「NTTドコモで通信障害が起こったが、我々もそれを笑える状況ではない。業界共通の悩みであり、課題だと思っている」。ソフトバンクは2012年2月2日、2011年度第3四半期決算を発表(「KDDIは超えた。5年後には営業利益1兆円に」、ソフトバンクの2011年3Qは2桁増益)。その席上、孫正義社長はスマートフォンの普及でデータ通信量が急増していることへの懸念を表明した。

 ソフトバンクモバイルのデータ通信量は、東名阪といった都市部では年3.4倍のペースで増えているという。「2年で10倍、4年で100倍という計算になる」(孫社長)。現在の伸びを放置したままでは、データ通信をさばききれなくなる可能性があるとした。

 「通信量は増えるが、携帯電話に割り当てられる電波の幅は今後8年間で1.5倍増くらいだろう。根本的な解決を考えざるを得ない」(孫社長)。解決策の一つとして電波分配の見直しを挙げた。「タクシー無線やITS(高度道路交通システム)やマラソンの放送中継などの電波は本当に有効利用されているのか。仮に周波数オークションを実施するなら、テレビ局も含めてすべての電波を俎上に乗せて有効利用できているかどうか見直すべきだ」(孫社長)と主張した。

 このほか料金体型について「『事業者がスマートフォンを勝手に売ったのだから、データ定額を続けるのは義務』とのお叱りを受けそうだが、ネットワークを倒さないようにするのが我々の使命。料金体系も世界中で見直しが進んでいる」と、データ定額制見直しの可能性を示唆した。

 スマートフォンのアプリケーションについても「アプリ提供者やOS提供者も一緒に問題解決に取り組んでもらわないといけない。

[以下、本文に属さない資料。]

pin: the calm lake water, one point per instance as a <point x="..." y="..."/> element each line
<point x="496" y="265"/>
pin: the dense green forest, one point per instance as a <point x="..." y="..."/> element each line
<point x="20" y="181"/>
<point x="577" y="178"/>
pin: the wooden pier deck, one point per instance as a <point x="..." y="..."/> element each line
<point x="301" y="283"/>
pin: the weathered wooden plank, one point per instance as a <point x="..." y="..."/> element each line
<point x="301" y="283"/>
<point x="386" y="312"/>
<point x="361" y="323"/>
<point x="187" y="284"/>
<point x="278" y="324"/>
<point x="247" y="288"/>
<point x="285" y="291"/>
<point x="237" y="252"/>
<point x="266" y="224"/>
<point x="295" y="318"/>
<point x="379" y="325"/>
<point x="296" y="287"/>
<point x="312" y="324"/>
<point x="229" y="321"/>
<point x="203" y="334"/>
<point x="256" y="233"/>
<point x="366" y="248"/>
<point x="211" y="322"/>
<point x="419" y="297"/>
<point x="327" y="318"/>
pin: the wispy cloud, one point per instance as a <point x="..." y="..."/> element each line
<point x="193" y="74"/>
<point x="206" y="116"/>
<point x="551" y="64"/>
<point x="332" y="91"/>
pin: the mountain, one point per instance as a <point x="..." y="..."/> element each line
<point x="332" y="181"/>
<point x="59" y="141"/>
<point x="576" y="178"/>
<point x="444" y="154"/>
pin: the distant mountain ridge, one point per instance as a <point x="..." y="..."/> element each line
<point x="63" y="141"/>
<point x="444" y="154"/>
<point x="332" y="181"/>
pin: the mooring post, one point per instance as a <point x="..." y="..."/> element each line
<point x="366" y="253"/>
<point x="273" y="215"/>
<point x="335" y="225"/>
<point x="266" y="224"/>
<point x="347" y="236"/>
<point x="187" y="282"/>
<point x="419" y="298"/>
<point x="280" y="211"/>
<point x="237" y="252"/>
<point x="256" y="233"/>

電波は有限なので、技術的にデータ通信が入りきらない事態になりかねない。無線通信でのアプリ開発の作法を認識してもらわないと、皆が困る時代になる」と主張。携帯電話網への負担を減らすため、アプリ開発者への協力を呼びかけるとしたNTTドコモに同調した格好だ([詳報]「VoIPの制限しない」「値上げの想定ない」---NTTドコモ障害対策会見の一問一答)。

 技術的な正攻法として、次世代通信方式への移行や無線LANによる通信のオフロード(退避)も進める意向。通信のオフロードについては「光の道を思い出して欲しい。光ファイバに通信をオフロードするため、規制の問題も含めて考えないといけない」とした。